Let's say people email me with problems they are experiencing with a program. I would like to teach the machine to classify these emails into "issue type" classes based on the words used in each email.
I have created two CSV files which respectively contain:
- the word contents of each email
- the class each email would be labeled as
Here is an image showing the two CSV files
I'm attempting to feed these data into Scikit-Learn's SVC algorithm in Python 3. But, as far as I can tell, the CSV file with email contents can’t be directly passed into SVC; it seems to only accept floats.
I try to run the following code:
import pandas as pd
import os
from sklearn import svm
from pandas import DataFrame
data_file = "data.csv"
data_df = pd.read_csv(data_file, encoding='ISO-8859-1')
classes_file = "classes.csv"
classes_df = pd.read_csv(classes_file, encoding='ISO-8859-1')
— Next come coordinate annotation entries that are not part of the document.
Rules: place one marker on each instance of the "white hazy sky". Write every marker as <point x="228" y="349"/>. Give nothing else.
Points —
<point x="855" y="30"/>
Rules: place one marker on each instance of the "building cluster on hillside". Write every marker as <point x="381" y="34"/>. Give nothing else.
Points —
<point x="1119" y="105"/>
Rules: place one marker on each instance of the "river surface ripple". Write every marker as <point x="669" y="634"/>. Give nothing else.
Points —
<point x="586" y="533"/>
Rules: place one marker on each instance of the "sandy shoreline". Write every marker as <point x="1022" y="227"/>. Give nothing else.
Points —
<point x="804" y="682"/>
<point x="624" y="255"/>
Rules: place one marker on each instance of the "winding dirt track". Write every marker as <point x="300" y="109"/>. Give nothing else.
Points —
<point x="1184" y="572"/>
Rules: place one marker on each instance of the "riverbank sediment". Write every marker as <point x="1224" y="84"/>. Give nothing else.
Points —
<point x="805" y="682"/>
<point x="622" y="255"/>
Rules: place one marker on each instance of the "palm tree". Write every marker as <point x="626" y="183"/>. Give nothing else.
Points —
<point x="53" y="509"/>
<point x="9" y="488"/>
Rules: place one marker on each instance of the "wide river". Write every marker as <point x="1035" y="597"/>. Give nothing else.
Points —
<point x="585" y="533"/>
X = data_df.values[:-1] #training data
y = classes_df.values[:-1] #training labels
#The SVM classifier requires the specific variables X and y
#an array X of size [n_samples, n_features] holding the training samples,
#and an array y of class labels (strings or integers), size [n_samples]
clf = svm.SVC(gamma=0.001, C=100)
clf.fit(X, y)
When I run this, I receive a "ValueError" on the final line, stating "could not convert string to float", followed by the contents of the first email in the "data.csv" file. Do I need to convert these email contents to floats in order to feed them into the SVC algorithm? If so, how would I go about doing that?
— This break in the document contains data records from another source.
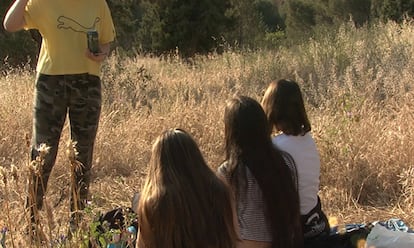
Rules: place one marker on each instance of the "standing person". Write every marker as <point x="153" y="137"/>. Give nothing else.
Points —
<point x="183" y="203"/>
<point x="285" y="110"/>
<point x="262" y="179"/>
<point x="67" y="82"/>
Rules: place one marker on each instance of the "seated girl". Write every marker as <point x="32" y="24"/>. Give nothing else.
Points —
<point x="285" y="110"/>
<point x="262" y="179"/>
<point x="183" y="203"/>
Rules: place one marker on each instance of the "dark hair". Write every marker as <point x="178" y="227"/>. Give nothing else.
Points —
<point x="183" y="203"/>
<point x="248" y="143"/>
<point x="285" y="109"/>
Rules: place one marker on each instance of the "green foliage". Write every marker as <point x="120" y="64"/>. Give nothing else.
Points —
<point x="394" y="10"/>
<point x="300" y="18"/>
<point x="198" y="27"/>
<point x="189" y="26"/>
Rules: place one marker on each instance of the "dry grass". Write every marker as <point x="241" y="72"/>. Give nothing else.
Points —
<point x="358" y="86"/>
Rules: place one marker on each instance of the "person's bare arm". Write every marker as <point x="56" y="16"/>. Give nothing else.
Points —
<point x="99" y="57"/>
<point x="14" y="19"/>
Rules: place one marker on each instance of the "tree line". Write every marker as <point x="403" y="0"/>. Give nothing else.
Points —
<point x="197" y="27"/>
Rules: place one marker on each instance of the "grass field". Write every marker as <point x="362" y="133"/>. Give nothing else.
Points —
<point x="358" y="87"/>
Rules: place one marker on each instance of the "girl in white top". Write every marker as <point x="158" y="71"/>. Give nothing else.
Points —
<point x="285" y="110"/>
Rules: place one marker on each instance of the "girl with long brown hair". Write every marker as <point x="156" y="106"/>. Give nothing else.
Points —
<point x="262" y="178"/>
<point x="285" y="110"/>
<point x="183" y="203"/>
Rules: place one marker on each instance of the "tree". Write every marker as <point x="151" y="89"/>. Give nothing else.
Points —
<point x="190" y="26"/>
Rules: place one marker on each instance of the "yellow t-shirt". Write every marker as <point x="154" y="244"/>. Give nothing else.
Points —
<point x="63" y="25"/>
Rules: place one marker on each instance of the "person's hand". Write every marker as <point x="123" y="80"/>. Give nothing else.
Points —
<point x="97" y="57"/>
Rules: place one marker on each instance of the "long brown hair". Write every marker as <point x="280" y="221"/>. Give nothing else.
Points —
<point x="248" y="144"/>
<point x="183" y="202"/>
<point x="285" y="109"/>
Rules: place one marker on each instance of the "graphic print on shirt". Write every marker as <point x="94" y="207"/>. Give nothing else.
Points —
<point x="65" y="22"/>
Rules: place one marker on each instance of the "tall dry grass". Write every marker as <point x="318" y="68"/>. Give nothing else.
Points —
<point x="358" y="85"/>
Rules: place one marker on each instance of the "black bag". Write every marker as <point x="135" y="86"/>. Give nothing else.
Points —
<point x="350" y="237"/>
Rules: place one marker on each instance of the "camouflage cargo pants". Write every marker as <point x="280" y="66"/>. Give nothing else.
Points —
<point x="56" y="96"/>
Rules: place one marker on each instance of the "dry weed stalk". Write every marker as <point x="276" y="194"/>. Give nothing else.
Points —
<point x="3" y="175"/>
<point x="75" y="165"/>
<point x="34" y="169"/>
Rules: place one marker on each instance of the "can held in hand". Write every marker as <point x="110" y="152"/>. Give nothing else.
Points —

I've been reading at http://scikit-learn.org/stable/datasets/index.html#external-datasets and it states
Categorical (or nominal) features stored as strings (common in pandas DataFrames) will need converting to integers, and integer categorical variables may be best exploited when encoded as one-hot variables
Which then leads me to their documentation on PreProcessing Data, but I'm afraid I've become a bit lost as to where to go next. I'm not entirely sure what, exactly, I need to do with my email contents in order for it to work with the SVC algorithm.
I'd greatly appreciate any insights anyone could offer on how to approach this problem.